Researchers from the University of Cambridge and University College London (UCL) have developed a new type of electronic skin for robots. This flexible, conductive material can be shaped into complex forms and is capable of sensing and processing various physical inputs. The aim is to enhance robotic interaction with the physical world.
Unlike existing robotic touch solutions that use sensors embedded in specific areas, this entire electronic skin acts as a sensor, similar to human skin. While not as sensitive as human skin, it detects signals through over 860,000 tiny pathways, allowing it to recognize different types of touch and pressure. These include finger taps, temperature changes, damage like cuts or stabs, and multiple simultaneous touches.
The team used physical tests combined with machine learning techniques to teach the robotic skin which pathways are most significant for sensing contact efficiently. The potential applications extend beyond humanoid robots or prosthetics to sectors such as automotive and disaster relief. Their findings are published in Science Robotics.
Dr.

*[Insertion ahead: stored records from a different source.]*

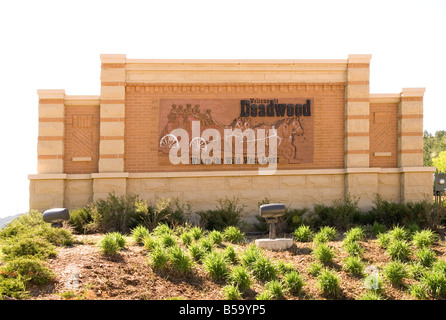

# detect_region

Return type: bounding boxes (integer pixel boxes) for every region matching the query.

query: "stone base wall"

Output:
[29,167,433,220]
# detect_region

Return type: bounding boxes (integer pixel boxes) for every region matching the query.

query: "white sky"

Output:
[0,0,446,217]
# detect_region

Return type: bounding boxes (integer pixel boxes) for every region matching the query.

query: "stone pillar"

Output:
[92,54,127,200]
[344,55,371,168]
[37,90,65,174]
[398,88,433,202]
[398,88,425,168]
[99,54,126,172]
[344,54,378,208]
[29,90,66,211]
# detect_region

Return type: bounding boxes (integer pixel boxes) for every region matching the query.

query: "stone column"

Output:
[398,88,433,202]
[93,54,126,200]
[344,54,378,208]
[29,90,66,211]
[37,90,65,174]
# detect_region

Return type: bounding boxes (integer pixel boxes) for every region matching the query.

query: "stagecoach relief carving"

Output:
[159,104,306,163]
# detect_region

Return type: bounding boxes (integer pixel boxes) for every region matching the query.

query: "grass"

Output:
[383,261,409,285]
[293,225,313,242]
[317,269,341,297]
[203,251,230,280]
[313,243,335,263]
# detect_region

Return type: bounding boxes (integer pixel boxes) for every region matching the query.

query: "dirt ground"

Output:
[26,229,446,300]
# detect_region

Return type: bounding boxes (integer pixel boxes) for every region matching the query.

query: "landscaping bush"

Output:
[203,251,230,280]
[284,271,304,294]
[98,232,126,256]
[313,243,334,263]
[251,256,279,281]
[197,197,246,231]
[383,261,409,285]
[412,229,438,248]
[387,240,411,261]
[131,225,150,246]
[68,206,93,234]
[317,269,341,297]
[229,266,252,291]
[223,226,245,243]
[0,256,55,285]
[223,284,242,300]
[92,193,139,233]
[293,225,313,242]
[169,246,193,273]
[342,256,364,276]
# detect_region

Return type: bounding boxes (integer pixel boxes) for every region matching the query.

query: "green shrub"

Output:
[388,225,409,240]
[359,290,384,300]
[319,226,338,241]
[189,227,203,240]
[412,229,438,248]
[197,197,246,231]
[370,221,387,236]
[149,247,170,270]
[317,269,341,297]
[409,283,428,300]
[422,270,446,297]
[169,246,193,273]
[152,223,173,237]
[416,247,437,267]
[91,193,139,233]
[134,198,176,231]
[344,227,365,242]
[293,225,313,242]
[131,225,150,246]
[98,232,125,255]
[198,237,214,253]
[0,256,55,285]
[68,206,93,234]
[387,240,411,261]
[0,275,29,300]
[276,260,295,274]
[209,230,223,245]
[313,243,335,263]
[251,256,279,281]
[265,279,285,299]
[189,243,207,262]
[223,284,242,300]
[203,251,230,280]
[308,262,323,277]
[159,233,177,248]
[180,232,193,246]
[409,261,427,280]
[383,261,409,285]
[223,226,245,243]
[377,232,392,249]
[343,241,364,257]
[2,236,56,260]
[284,271,305,294]
[35,224,74,246]
[256,290,273,300]
[240,243,262,269]
[229,266,252,291]
[0,210,47,238]
[342,256,364,276]
[313,231,328,244]
[143,235,161,251]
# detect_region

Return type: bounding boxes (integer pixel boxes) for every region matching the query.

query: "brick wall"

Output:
[64,106,99,173]
[370,103,398,168]
[124,83,345,172]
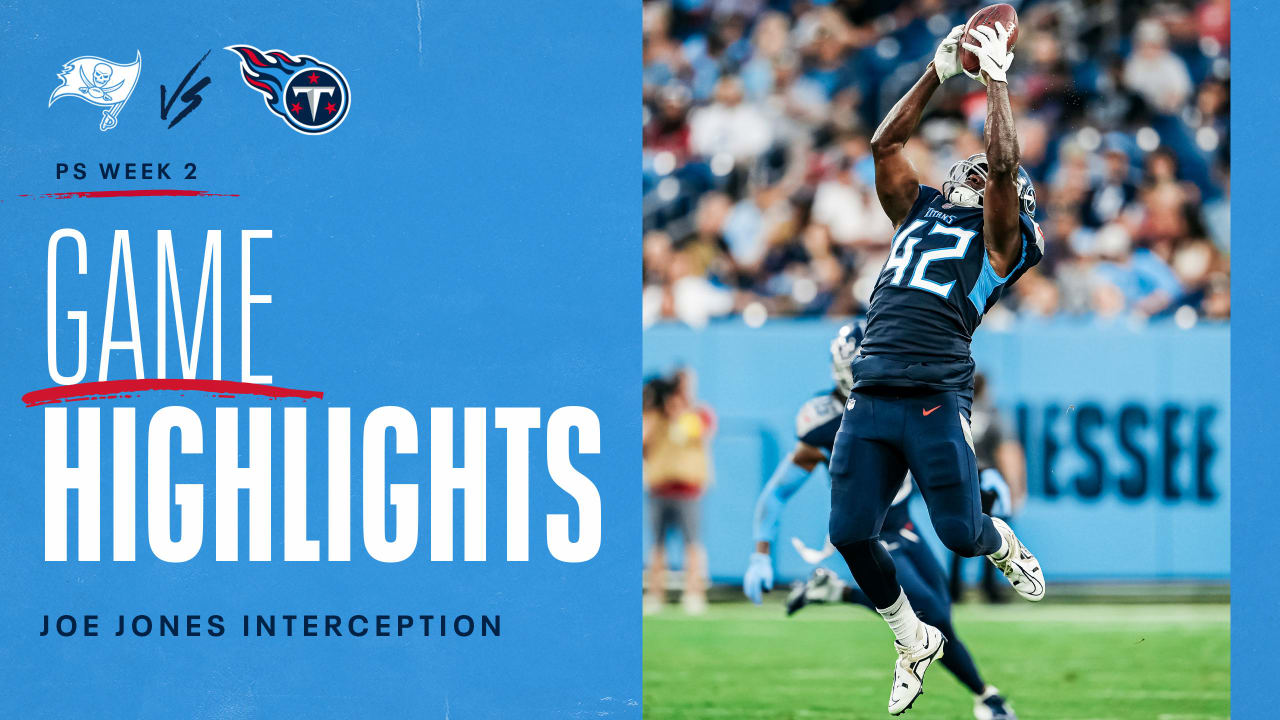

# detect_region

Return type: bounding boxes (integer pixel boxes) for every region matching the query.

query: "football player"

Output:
[829,23,1044,715]
[742,323,1016,720]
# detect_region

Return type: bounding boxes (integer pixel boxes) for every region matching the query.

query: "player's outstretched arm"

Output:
[965,23,1023,277]
[742,442,826,605]
[872,26,964,228]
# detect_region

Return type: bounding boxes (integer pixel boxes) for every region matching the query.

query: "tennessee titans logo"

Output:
[227,45,351,135]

David Hardman from Cambridge’s Department of Engineering stated: “Having different sensors for different types of touch leads to materials that are complex to make.” He emphasized their goal was to create a single material capable of detecting multiple touch types simultaneously.
Co-author Dr. Thomas George Thuruthel from UCL added: “At the same time, we need something that’s cheap and durable, so that it’s suitable for widespread use.”
The researchers employed multi-modal sensing using a gelatin-based hydrogel shaped like a human hand. They experimented with various electrode configurations to optimize information collection about different touches. From just 32 electrodes at the wrist, they gathered over 1.7 million data points across the hand due to the conductive material's pathways.
The skin underwent testing against heat guns, fingers, robotic arms, gentle touches, and scalpel cuts. Data from these tests trained a machine learning model to interpret various touches accurately.
“We’re able to squeeze a lot of information from these materials – they can take thousands of measurements very quickly,” said Hardman. He noted that although it's not yet on par with human skin sensitivity, their method surpasses existing alternatives in flexibility and ease of construction.
Thuruthel commented: “Our method is flexible and easier to build than traditional sensors.”
Future research aims at improving durability and conducting further real-world tests on robotic tasks.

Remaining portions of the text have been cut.